By: Carrie Lennard, Euromonitor International
Posted: June 3, 2010, from the June 2010 issue of GCI Magazine.

page 3 of 4

Recovery hopes are boosted by the still-dynamic regions of Latin America and Asia, the latter set to outpace Western Europe and become the largest region globally by 2014. In terms of individual markets, Brazil and China were highlights, with the former increasing its value growth to 15% 2008–2009, up by one percentage point from the previous year, while China added $1.7 billion to the size of its beauty industry that same period.

Brazil has one of the fastest-growing beauty industries in the world, reaching approximately $29 billion in 2009, making it the third largest beauty market globally.

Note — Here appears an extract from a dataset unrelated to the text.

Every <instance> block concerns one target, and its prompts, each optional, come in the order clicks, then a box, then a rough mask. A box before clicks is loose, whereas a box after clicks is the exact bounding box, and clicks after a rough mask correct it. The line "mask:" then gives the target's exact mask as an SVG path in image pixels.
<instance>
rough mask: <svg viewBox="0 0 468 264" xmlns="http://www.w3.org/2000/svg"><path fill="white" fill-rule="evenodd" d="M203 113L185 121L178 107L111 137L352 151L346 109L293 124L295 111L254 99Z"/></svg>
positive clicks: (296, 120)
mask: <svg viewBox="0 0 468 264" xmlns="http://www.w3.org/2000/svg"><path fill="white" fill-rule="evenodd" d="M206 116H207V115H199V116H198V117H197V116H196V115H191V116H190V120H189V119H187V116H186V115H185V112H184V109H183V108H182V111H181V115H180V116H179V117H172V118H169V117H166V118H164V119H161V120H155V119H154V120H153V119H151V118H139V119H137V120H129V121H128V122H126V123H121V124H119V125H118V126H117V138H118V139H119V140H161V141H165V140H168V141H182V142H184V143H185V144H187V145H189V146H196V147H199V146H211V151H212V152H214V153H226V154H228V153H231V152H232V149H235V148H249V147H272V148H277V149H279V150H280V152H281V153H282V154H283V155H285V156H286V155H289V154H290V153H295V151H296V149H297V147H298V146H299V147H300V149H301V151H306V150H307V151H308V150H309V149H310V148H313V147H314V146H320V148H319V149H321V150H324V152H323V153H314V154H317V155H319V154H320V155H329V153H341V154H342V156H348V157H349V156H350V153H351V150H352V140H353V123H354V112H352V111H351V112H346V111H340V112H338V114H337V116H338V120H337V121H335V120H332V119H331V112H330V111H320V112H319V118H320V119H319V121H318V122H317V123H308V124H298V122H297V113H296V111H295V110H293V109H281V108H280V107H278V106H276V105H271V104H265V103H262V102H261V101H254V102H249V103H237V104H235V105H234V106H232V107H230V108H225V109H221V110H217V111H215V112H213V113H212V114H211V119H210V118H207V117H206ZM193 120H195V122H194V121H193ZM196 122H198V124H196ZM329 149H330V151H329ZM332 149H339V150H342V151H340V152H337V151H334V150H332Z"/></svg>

Due to high taxes on premium-priced products, the beauty market is driven almost entirely by sales of mass products. A rise in disposable income has also created a new breed of middle-class consumers, which is driving sales. Fragrances registered an excellent performance in 2009 with current value growth of 16%, a trend which is set to continue and will make fragrances one of the fastest-growing main categories in the Brazilian beauty market, along with sun care. As a consequence, by 2014, the size of the country’s beauty care market is expected to be worth more than $35 billion.

Eastern European Growth Slides

One of the major disappointments in 2009 for the beauty industry was Eastern Europe. The region had buoyant value growth of 11% 2007–2008, but experienced a steep drop in growth to just 4% 2008–2009. The dip was caused mostly by the recession-hit Russian and Ukrainian markets, which saw discretionary spending on beauty decline in 2009. Eastern Europe is only expected to produce modest levels of growth in the next five years.

Outlook: Shift in Consumer Attitudes to Persist

As the world slowly emerges from the grip of recession, it is clear attitudes have changed among many consumers. Some are opting for lower-priced brands, but more of them look for high-quality products at reduced prices. Premium cosmetics growth is set to remain modest, at best, globally, and decline in North America. From 2009–2014, North America is set to see its premium cosmetics market contract by more than $170 million. A number of prestige players are adapting to this decline by bringing out more affordable lines, and others are seeking ways of reaching out to the mass market in distributing their products. It is clear that the brands that will sustain the highest long-term growth are those that stand out from the crowd and offer consumers real value for money.